I'm not big on the "self-help" genre of books, but The Artist's Way: A Spiritual Path to Higher Creativity by Julia Cameron has been a mainstay in my life during transition times. I have undergone the twelve-week "course" twice, and both times was able to surprise myself with the artistic output and through spiritual transformation. Each of the twelve weeks corresponds to one chapter, so in part, there is some "textbook" style learning: the artist reads a chapter a week and completes several "tasks" at the end of each chapter. The tasks are designed to uncover artistic blockages or fears that we all have and overcome them via our chosen artistic expressions. In addition, the two primary activities are morning pages and artist dates. Morning pages are three pages of freewriting to be done first thing every day. Cameron insists they must be done in the morning and no other time. The artist date is a solitary activity of any sort that is to get the artist away from normal life and into the artistic "place". Examples are museum trips or walks through the park, really the only criteria is they are done weekly and alone and somehow stimulate the inner-artist.

As I fumbled through my battered copy, I decided to undergo the Artist's Way "light." That is, for now anyway, I am not going to re-read the whole book, a chapter a week, for twelve weeks. I am going to do the artist date and the pages, but that is where the rules will be broken.

I'm changing the "morning" pages into "anytime" pages. I have learned that for myself, when I write is not as important as that the writing happens. Inevitably, the more I write the more ideas I have, which fuels more writing. My committment then is to pick up my notebook once a day and write whatever the hell I want for three pages straight. If more comes, more comes, but three pages is the minimum. This is a blatant breaking of the morning pages rules, but it's better than not writing much at all. The artist date is trickier because I already do many things on my own. I go movies alone, eat at local cafes alone, so the notion of an outing all to myself is not that intimidating. In a sense, I'm already living the "artist date" lifestyle because I often allow my inner child out to play during these solitary meanderings. However, I do need to pay better attention to the play itself and transform it to writing. Therein lies the task.

Throughout the book, Cameron has wisdom and insights to share of her own journey and brings home the ties between the artistic and spiritual lifestyles. Thumbing through the book, I find there are many passages and sentences I underlined because of how striking they were.
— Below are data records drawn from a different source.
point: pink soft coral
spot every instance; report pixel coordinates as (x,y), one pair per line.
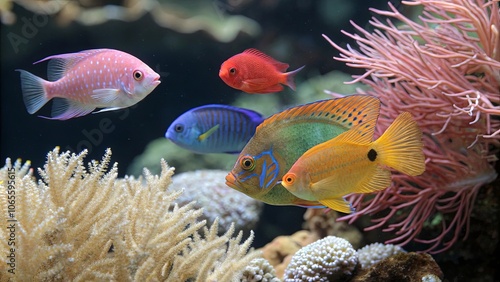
(446,72)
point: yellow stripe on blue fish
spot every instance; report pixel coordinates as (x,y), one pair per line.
(214,129)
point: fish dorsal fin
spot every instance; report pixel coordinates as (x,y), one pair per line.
(361,134)
(346,111)
(282,67)
(60,64)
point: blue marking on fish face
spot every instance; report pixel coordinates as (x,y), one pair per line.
(269,171)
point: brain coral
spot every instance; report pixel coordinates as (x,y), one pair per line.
(208,188)
(373,253)
(329,259)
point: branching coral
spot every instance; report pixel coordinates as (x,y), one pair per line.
(217,199)
(329,259)
(83,224)
(446,72)
(373,253)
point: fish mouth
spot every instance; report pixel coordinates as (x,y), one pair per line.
(156,81)
(231,180)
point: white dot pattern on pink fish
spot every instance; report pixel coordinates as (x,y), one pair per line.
(81,82)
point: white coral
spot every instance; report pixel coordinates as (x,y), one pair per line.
(328,259)
(259,270)
(373,253)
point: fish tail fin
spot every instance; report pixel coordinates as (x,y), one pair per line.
(400,147)
(289,76)
(34,93)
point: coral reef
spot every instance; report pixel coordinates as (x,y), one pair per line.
(81,223)
(259,269)
(411,267)
(208,190)
(329,259)
(181,16)
(322,224)
(282,248)
(445,71)
(373,253)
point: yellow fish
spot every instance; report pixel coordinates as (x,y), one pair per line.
(353,163)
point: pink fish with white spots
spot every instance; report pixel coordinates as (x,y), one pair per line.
(81,82)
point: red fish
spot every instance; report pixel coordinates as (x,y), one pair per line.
(255,72)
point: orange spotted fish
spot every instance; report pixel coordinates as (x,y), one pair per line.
(81,82)
(282,138)
(255,72)
(353,163)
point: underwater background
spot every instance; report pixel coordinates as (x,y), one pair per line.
(188,62)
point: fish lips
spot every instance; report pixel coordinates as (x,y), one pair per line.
(156,81)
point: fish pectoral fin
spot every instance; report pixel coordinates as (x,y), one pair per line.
(208,132)
(338,204)
(64,109)
(107,110)
(308,204)
(105,96)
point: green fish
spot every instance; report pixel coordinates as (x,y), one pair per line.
(283,137)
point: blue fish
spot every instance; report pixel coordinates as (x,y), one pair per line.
(214,129)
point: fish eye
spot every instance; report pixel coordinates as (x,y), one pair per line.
(138,75)
(247,163)
(289,178)
(179,128)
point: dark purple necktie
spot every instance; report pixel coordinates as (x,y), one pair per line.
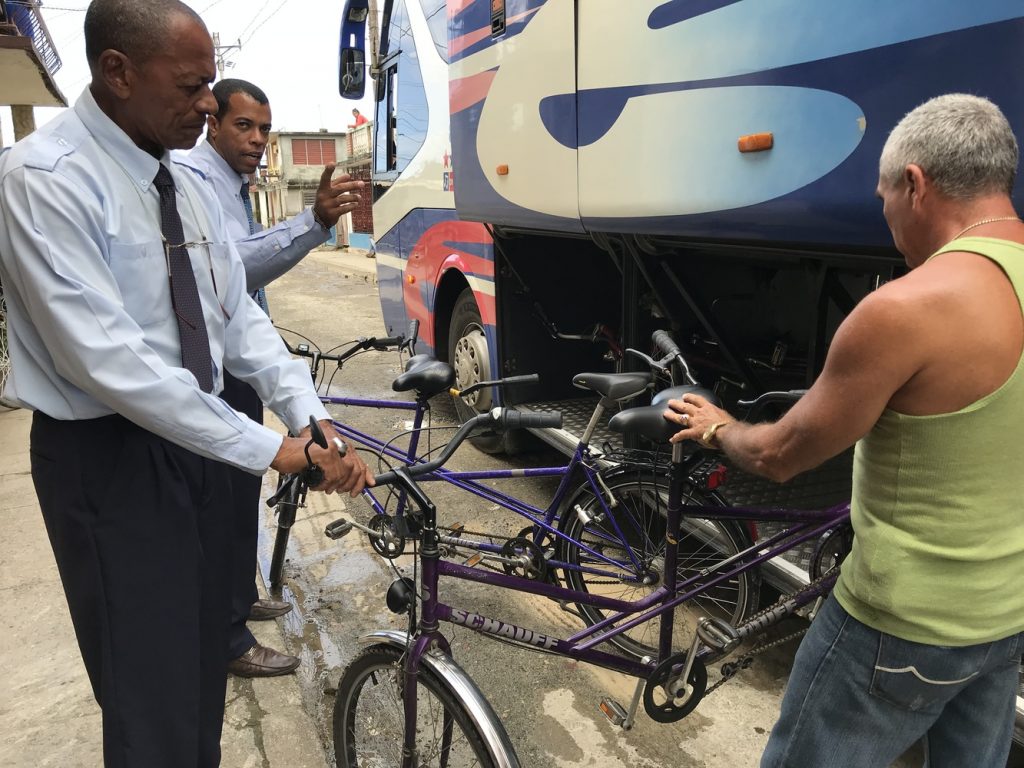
(184,294)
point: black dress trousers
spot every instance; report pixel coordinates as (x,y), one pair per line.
(140,535)
(245,524)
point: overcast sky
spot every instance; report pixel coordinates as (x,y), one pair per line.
(289,49)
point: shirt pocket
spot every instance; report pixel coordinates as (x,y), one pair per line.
(140,271)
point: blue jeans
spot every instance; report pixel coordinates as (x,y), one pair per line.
(858,697)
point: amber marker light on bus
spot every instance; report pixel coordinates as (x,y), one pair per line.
(757,141)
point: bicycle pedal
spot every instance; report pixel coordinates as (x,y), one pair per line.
(613,711)
(338,528)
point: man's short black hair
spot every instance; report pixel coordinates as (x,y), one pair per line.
(136,28)
(224,89)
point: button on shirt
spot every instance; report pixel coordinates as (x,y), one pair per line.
(268,253)
(90,323)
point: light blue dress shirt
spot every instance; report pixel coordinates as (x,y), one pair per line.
(90,323)
(268,253)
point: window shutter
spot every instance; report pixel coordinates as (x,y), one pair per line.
(328,148)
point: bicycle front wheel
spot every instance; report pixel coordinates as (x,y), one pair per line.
(626,557)
(370,719)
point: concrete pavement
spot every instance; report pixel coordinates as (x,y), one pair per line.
(46,706)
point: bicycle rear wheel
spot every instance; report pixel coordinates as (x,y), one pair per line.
(370,719)
(640,515)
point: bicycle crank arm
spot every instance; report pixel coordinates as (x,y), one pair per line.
(342,526)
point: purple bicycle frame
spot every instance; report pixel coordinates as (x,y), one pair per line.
(541,518)
(662,602)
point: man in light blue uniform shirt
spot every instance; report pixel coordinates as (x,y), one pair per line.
(236,140)
(127,304)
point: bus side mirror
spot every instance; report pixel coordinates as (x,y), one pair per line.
(352,73)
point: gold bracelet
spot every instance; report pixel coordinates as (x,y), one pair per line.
(708,438)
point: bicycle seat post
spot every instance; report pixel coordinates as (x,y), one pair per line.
(595,419)
(676,479)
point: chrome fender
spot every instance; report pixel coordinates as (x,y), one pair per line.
(480,712)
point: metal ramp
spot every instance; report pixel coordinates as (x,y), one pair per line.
(825,486)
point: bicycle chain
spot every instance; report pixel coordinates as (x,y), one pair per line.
(730,669)
(492,538)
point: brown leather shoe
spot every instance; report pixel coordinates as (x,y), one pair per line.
(264,609)
(262,662)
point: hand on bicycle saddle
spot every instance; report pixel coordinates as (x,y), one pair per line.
(698,420)
(346,473)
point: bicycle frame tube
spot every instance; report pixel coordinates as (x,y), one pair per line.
(543,519)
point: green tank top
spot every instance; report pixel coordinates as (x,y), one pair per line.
(938,511)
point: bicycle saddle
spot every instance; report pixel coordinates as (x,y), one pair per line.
(647,421)
(615,386)
(428,378)
(674,393)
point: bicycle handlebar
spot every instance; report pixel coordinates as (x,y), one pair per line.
(786,397)
(500,417)
(665,343)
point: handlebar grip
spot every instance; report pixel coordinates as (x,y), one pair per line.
(665,342)
(516,419)
(312,476)
(525,379)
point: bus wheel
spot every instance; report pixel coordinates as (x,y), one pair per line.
(468,350)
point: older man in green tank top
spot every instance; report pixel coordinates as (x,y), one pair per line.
(923,635)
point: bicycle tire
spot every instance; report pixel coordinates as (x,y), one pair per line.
(287,508)
(369,729)
(640,513)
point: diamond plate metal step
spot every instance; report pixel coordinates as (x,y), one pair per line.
(827,485)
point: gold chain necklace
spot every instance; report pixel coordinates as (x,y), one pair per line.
(984,221)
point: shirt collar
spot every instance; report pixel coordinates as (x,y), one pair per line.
(218,165)
(140,166)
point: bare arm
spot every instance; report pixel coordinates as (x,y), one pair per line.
(871,356)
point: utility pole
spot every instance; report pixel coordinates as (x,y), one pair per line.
(219,51)
(373,38)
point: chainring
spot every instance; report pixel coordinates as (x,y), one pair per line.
(663,699)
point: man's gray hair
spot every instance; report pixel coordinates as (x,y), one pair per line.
(963,143)
(136,28)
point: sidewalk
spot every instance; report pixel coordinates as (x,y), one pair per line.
(353,260)
(46,705)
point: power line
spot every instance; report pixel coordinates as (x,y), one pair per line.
(40,6)
(280,7)
(254,17)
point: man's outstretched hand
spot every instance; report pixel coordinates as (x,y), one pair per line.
(336,197)
(347,474)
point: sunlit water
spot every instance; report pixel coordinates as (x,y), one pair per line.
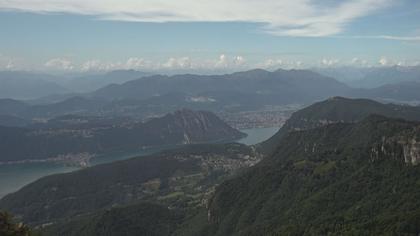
(15,176)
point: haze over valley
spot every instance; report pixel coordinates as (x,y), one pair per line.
(210,118)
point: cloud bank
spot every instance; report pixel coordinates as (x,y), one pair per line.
(304,18)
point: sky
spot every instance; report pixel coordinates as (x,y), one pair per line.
(206,35)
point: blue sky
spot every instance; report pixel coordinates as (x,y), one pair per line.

I will close with a couple of them.

"Fantasizing about pursing our art full-time, we fail to pursue it part-time--or at all."
"Creativity occurs in the moment, and in the moment we are timeless."
"Usually, when we say we can't do something, what we mean is that we won't do something unless we can guarantee that we'll do it perfectly."
"It is impossible to get better [at something] and look good at the same time."